Napiszę  krótko  to wszystko od was zależy jak często będę dodawać  rozdziały . 
Pod każdym postem napisane jest po jakiej ilości komentarzy się  on zjawi .
16  = Next
No i zapomniałabym piszcie komentarze one na prawdę motywuje . Kocham je czytać !

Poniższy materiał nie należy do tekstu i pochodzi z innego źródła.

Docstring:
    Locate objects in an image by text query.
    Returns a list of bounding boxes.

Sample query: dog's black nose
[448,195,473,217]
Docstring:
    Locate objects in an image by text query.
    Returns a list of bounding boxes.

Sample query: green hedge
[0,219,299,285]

(opiszcie swoje emocje , to dla mnie bardzo ważne . Love u 





16 komentarzy:

  1. Po prostu cudeńko !!! :*
    Cudowny rozdział .
    To opowiadanie jest niesamowite !!!
    Czekam na next i życzę weny kochana :*

    Przy okazji zapraszam do mnie. Bardzo zależy mi abyś wyraziła tam swoje zdanie. http://good-girls-love-bad-boyss.blogspot.com/

    OdpowiedzUsuń
  2. Z rozdziału na rozdział coraz bardziej lubię twój blog ^.^ Super rozdział =)

    OdpowiedzUsuń
  3. Awwww. Noo po prostu KOCHAM <3.!
    Tyle emocji... XD Jesteś świetna *.*
    Kocham tego bloga... NO coś w nim jest takiego.. Mega! :D
    Pozdrawiam i życzę weny < 3.!

    Zapraszam do mnie : http://everythinghaschanged-1d-fanfiction.blogspot.com/

    OdpowiedzUsuń
  4. Nareszcie jakieś odpowiedzi na moje pytania. Może mała retrospekcja z Maggie? I tak, moje odczucia.... Harrego pojebało, czy od urodzenia jest takim idiotą żeby porywać własnego prawnika? Czuje sie rozdarta bo lubiłam tego bad boya czyli Hazze a teraz zachował sie iście frajersko
    Mój tt mydirection14

    OdpowiedzUsuń
  5. Moj tt .https://twitter.com/zuzol_ ( zaobserwowałam )
    Napisałaś ,,Może mała retrospekcja z Maggie? "
    Nie za bardzo rozumiem >.< Czy w rozdziale pojawiła się jakaś Meggie ? =-O ( przepraszam , ale jeśli tak to ja nie pamiętam =-( )

    OdpowiedzUsuń
  6. Super! Czekam na kolejny. Podoba mi się ta historia. I intryguje postać Harre'go czekam na rozwój akcji.
    mój tt : @SophieStyles00 (ta wiem... tu Horan a tu Styles xd [wyjaśniam - nie mogłam się zdecydować] )

    OdpowiedzUsuń
  7. Świetny blog ! Obserwuję liczę na rewanż :)
    I zachęcam do ocenienia mojego opowiadania ! :)
    http://zakazanyowoc11.blogspot.com/

    OdpowiedzUsuń
  8. WOW WOW! Super:D
    Nie mogę doczekać się nn.


    (Dodawajcie szybko komy:P )

    OdpowiedzUsuń
  9. no to kiedy następny bo to jest zajbbiestę :*********** pozdrawiam :************** <3

    OdpowiedzUsuń
  10. Jezus genialny rodział mam nadzieje, że szybko dodasz kolejny :)

    OdpowiedzUsuń
  11. Cudeńko 3ekam na nexta bo genialnee

    OdpowiedzUsuń
  12. dopiero zaczęłam czytać twojego bloga, a już się w nim zakochałam <3 ! czekam na kolejny rozdział ! Pozdrawiam i WENY ŻYCZĘ . ! PAULINA :* !

    OdpowiedzUsuń
  13. świetny blog :D
    czekam na kolejne części :)

    OdpowiedzUsuń
  14. Mój jest ( a przynajmniej powinien być )16 więc następny. Rozdział wspaniały jak zwykle.